The Georgetown Difference
Dedicated to preparing leaders to address the clinical and moral implications of complex changes in biotechnology and clinical treatments.
Unique Program Features
649
CATHOLIC HOSPITALS
There are 649 Catholic hospitals and 1,614 Catholic continuing care facilities throughout the US.
Catholic Health Association, 2017; 2015 American Hospital Association Annual Survey
70.6%
ETHICISTS
There is an urgent need for more trained ethicists, as Catholic health care systems could lose approximately 70.6% of its ethicists over the next few years.
Hamel, 2015; 2009
Why the Catholic Clinical Ethics Programs?

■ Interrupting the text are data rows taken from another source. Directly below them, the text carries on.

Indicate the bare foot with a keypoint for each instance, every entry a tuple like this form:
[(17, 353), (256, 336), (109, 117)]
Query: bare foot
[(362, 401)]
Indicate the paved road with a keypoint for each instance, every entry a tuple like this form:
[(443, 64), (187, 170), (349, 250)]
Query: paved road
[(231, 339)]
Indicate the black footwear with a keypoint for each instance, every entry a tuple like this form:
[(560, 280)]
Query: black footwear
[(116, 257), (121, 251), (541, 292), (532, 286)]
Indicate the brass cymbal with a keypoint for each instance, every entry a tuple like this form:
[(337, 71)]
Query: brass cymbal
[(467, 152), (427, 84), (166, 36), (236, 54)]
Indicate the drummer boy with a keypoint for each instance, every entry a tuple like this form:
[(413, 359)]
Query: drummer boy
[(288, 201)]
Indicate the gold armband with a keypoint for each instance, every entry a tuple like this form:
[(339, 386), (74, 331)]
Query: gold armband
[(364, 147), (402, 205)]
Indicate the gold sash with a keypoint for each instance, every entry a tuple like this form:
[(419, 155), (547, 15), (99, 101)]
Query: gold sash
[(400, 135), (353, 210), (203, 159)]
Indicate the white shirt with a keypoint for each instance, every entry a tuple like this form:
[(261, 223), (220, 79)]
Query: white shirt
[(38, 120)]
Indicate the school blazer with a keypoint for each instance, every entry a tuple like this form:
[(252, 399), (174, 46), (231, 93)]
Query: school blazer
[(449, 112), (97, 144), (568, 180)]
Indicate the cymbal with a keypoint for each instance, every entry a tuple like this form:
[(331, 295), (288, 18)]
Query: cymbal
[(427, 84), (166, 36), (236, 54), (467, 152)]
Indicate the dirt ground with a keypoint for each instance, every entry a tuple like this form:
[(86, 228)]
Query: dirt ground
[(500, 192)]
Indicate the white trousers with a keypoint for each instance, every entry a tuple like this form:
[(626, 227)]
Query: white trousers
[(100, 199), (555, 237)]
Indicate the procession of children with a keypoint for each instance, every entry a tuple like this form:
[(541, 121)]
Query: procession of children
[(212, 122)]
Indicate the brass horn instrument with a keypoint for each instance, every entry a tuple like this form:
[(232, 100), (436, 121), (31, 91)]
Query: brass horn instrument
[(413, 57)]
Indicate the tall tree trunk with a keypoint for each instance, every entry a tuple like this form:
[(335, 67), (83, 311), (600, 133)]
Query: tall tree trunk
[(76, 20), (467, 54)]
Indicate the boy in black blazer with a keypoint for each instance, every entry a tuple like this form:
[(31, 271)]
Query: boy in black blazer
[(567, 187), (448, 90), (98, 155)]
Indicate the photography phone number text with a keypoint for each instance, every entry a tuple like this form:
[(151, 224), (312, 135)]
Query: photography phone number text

Healthcare in the United States faces numerous challenges in identifying, delineating and achieving goals regarding the promotion of health and the treatment of disease for all Americans. These challenges range from conceptual, technological, to financial and raise ethical issues. Addressing these bioethical issues well in the institutions that are directly involved with providing healthcare will require education and training deeply rooted in an ethical framework. The framework provides practitioners with the ethical reasoning skills and knowledge of medical moral terrain necessary to engage the complexities of current healthcare challenges and to propose solutions or trajectories that will address the needs and goals of all stakeholders in a given situation—be it a health system policy decision or an individual medical ethics case.
In the U.S., over 15 % of all healthcare institutions identify themselves as rooted in the Roman Catholic tradition and are guided by Catholic medical moral theology in all their healthcare policies and decisions. These institutions require individuals educated in Catholic medical moral theology and trained in ethical reasoning to provide leadership and guidance that meets the goals and standards of Catholic healthcare across the entire spectrum of healthcare ethical challenges cited above.
The individuals are needed at all levels within Catholic healthcare systems, from members and chairs of Institutional Review Boards (IRBs) and hospital ethics committees to system-wide vice presidents of Mission or Ethics. As the pre-eminent Catholic medical research institution in the United States, Georgetown University is uniquely positioned to provide an educational program that can educate and train individuals to meet this specific need — and as a Jesuit institution, has a great obligation to do so. Our commitment to meeting this need is bolstered by a partnership with the Catholic University of America, which provides our program with a deep engagement with the Catholic theological tradition.